Despite these challenges, registrars that submit data to the NCDB demonstrate the effectiveness of quality control mechanisms developed in partnership with the registry stakeholder community, yielding high-quality data. Hospitals are required to follow standard processes and procedures to abstract and report data to the NCDB, including treatment information, and are therefore a valuable resource for evaluating cancer treatment patterns. Although central registries capture treatment information, this varies by state and therefore is not routinely available in the public facing NPCR and SEER data.

This study had limitations to be noted.
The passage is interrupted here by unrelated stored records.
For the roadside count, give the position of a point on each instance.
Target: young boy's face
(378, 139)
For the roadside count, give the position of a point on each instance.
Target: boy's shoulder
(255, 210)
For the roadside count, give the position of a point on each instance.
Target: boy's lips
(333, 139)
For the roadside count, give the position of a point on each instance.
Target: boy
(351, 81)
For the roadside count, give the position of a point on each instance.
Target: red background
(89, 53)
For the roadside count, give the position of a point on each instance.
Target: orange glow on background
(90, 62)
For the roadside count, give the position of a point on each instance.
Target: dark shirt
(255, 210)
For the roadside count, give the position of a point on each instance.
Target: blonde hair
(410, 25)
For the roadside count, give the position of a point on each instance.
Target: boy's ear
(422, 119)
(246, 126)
First, the NCDB does not capture data beyond those hospitals accredited by the CoC. The USA has approximately 6000 hospitals,40 with variable definitions and practices. Through this study, we determined that the NCDB captures 73.7% of cancer patients in the USA compared with national data.

A second limitation was that the NCDB does not collect direct patient identifiers, including name. The patient’s name is necessary to run the NAACCR algorithm used by population-based registries to identify Hispanic identity, demonstrated to be of lower coverage in the NCDB.

Finally, the NCDB is not designed to assess changes in clinical practices or quality of care in real time, although with the launch of RCRS, more timely evaluation of sudden changes in cancer care and outcomes, such as those that occurred during the first months of the COVID-19 pandemic, is increasingly feasible. Mandatory concurrent data abstraction rules are in place and required of hospitals accredited by the CoC. Data submission rules are currently in place that require all new and updated cancer cases to be submitted monthly.13 Additional progress with timeliness is expected as the CoC standards for concurrent abstraction are adjusted to include the diagnostic and first treatment phase of care. There are plans for future studies to evaluate the completeness, comparability, validity, and timeliness of RCRS data and the feasibility of using real-time data in research.

Advances in cancer control are information dependent. As new data sources and analytic platforms become available, it is imperative that data quality be considered alongside data availability to ensure information validity and reliability. The data quality standards described in this report and adhered to by the NCDB facilitate reporting to hospital administration personnel for decision-making, researchers and epidemiologists, and quality analysts, as well as to governments that mandate reporting of cancer.

Registry data must be comprehensive, granular, and valid. High-quality data allows use of the NCDB during the CoC accreditation process to include reports on quality-of-care measures and patient outcomes assessments. The NCDB provides a comprehensive view of cancer care in the USA within CoC-accredited hospitals.